The composition of liabilities and stockholders’ equity exhibited several notable shifts over the observed period, spanning from March 2021 to December 2025. Overall, a dynamic interplay between debt and equity financing is apparent, with fluctuations influenced by seasonal factors and potentially strategic financial decisions.
- Current Liabilities
- Current liabilities, as a percentage of total liabilities and stockholders’ equity, generally remained in the 14% to 18% range throughout the period. A slight increase is observed in the latter half of 2022 and into early 2023, peaking at 18.17% in September 2024, before decreasing again. Accounts payable and other accrued liabilities consistently represent the largest components of current liabilities, with other accrued liabilities generally being the largest single component. Fluctuations in accrued compensation and benefits appear to be relatively minor compared to other current liability items.
- Long-Term Liabilities
- Long-term liabilities demonstrated a more pronounced trend.

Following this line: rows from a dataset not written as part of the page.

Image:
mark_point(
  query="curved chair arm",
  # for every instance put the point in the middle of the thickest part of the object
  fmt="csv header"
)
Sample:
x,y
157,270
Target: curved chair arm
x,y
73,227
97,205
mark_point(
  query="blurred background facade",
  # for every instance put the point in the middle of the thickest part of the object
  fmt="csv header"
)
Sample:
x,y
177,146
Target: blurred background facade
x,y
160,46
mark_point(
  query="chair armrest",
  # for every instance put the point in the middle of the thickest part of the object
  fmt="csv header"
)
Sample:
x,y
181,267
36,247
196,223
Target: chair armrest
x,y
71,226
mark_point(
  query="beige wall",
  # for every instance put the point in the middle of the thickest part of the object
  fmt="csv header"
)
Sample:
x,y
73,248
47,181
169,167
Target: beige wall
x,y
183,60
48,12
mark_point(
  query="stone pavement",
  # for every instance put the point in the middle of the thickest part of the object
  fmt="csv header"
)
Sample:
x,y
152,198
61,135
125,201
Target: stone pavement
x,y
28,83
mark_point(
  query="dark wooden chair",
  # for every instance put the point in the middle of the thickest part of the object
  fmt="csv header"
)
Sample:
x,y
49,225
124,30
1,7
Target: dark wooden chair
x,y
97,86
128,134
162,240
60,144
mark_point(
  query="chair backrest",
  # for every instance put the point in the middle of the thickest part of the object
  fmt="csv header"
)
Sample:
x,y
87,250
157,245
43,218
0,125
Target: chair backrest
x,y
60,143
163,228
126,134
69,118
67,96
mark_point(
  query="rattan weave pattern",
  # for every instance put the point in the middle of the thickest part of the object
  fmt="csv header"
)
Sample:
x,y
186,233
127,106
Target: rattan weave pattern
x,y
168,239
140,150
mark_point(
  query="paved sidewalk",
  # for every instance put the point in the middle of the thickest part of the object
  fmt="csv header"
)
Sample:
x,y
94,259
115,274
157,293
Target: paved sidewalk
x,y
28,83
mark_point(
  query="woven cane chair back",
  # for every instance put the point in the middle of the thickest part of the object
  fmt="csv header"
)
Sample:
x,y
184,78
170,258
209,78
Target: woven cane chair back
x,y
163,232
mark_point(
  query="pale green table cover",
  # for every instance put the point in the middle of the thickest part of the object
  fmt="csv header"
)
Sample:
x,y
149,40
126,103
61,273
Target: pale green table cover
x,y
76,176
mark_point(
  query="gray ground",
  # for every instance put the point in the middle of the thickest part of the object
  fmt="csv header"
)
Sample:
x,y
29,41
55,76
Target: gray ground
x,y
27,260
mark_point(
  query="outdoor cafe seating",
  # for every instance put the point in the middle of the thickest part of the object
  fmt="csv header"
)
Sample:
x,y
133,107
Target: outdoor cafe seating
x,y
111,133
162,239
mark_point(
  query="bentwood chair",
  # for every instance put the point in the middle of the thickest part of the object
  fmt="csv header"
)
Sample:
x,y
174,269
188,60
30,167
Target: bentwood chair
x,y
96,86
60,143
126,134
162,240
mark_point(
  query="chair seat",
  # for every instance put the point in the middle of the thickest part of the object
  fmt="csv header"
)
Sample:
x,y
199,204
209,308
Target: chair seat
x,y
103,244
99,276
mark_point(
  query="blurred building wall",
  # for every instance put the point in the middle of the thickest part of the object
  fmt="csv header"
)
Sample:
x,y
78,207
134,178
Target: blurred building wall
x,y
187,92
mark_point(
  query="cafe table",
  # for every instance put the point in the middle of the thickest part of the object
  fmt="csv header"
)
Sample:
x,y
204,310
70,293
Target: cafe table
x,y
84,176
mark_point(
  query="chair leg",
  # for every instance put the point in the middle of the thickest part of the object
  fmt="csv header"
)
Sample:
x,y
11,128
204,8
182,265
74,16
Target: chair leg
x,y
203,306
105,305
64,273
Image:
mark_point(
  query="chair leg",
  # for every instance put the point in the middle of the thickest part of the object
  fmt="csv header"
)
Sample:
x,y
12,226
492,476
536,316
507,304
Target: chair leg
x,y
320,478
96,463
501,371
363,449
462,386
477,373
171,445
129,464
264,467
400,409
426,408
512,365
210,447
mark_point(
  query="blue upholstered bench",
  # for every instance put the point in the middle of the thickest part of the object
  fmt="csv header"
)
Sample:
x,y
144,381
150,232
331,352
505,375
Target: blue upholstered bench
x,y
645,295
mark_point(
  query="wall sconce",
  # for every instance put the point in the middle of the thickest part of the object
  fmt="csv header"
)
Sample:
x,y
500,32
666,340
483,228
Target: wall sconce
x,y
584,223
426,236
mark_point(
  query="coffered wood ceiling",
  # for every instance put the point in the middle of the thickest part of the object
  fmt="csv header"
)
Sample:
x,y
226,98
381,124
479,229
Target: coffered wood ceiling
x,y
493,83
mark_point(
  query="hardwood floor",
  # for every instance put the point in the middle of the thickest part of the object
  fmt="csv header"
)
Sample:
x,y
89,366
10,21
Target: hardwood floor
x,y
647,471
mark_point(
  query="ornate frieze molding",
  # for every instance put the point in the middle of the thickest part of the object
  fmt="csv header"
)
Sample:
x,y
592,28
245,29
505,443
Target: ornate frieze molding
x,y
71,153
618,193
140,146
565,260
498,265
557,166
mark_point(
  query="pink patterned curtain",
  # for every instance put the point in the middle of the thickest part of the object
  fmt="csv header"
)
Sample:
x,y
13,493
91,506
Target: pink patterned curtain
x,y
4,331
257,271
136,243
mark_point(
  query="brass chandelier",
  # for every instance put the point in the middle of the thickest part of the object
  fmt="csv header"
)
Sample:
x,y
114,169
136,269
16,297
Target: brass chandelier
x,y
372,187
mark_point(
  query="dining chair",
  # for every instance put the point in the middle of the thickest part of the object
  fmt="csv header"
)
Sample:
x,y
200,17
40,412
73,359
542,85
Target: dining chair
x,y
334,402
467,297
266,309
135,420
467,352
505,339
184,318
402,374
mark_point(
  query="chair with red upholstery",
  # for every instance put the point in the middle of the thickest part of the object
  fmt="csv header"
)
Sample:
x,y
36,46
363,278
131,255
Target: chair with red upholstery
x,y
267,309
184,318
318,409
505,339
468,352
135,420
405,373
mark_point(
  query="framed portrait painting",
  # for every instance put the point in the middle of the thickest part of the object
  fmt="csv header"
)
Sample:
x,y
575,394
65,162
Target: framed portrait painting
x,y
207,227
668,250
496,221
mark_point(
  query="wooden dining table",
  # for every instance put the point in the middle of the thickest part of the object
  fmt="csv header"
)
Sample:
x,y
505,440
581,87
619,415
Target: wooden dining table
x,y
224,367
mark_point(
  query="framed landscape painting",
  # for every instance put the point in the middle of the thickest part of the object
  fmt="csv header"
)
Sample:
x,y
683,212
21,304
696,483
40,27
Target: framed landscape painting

Initially around 31%, this percentage decreased to a low of 24.89% in April 2022, before increasing again to around 28% in late 2022 and early 2023. A subsequent decline is observed, reaching a low of 20.85% in July 2023, followed by a slight recovery. Long-term debt consistently constitutes the majority of long-term liabilities. Other long-term liabilities show a gradual decrease over the period, though with some volatility.
- Total Liabilities
- Total liabilities as a percentage of the total remained relatively stable, fluctuating between approximately 40% and 47% over the period. A slight increase is observed in the latter half of 2024, peaking at 46.54% in December 2024, before decreasing slightly. The proportion of total liabilities mirrors the combined trends of current and long-term liabilities.
- Stockholders’ Equity
- Stockholders’ equity exhibited a contrasting trend to liabilities. Initially around 53%, it increased to a peak of 59.39% in July 2022, before generally declining. Common stock and capital in excess of par value consistently represent a significant portion of stockholders’ equity, with a notable increase in its proportion beginning in early 2024. Retained earnings also contribute substantially, though its percentage fluctuates. Accumulated other comprehensive income (loss) remains a relatively small, and often negative, component. Non-controlling interests show a gradual increase over the period, becoming a more significant portion of total stockholders’ equity by the end of the observation period.
- Key Observations
- The period from 2023 to 2025 shows a trend of decreasing reliance on retained earnings and an increasing proportion of common stock and capital in excess of par value within stockholders’ equity. This suggests a potential shift in financing strategy. The increase in non-controlling interests also warrants further investigation. The fluctuations in short-term debt and income taxes payable, while smaller in overall percentage, may reflect seasonal business cycles or changes in tax liabilities.
In summary, the balance sheet composition demonstrates a dynamic relationship between debt and equity. The observed trends suggest potential strategic adjustments in financing and capital structure, requiring further analysis to understand the underlying drivers and implications.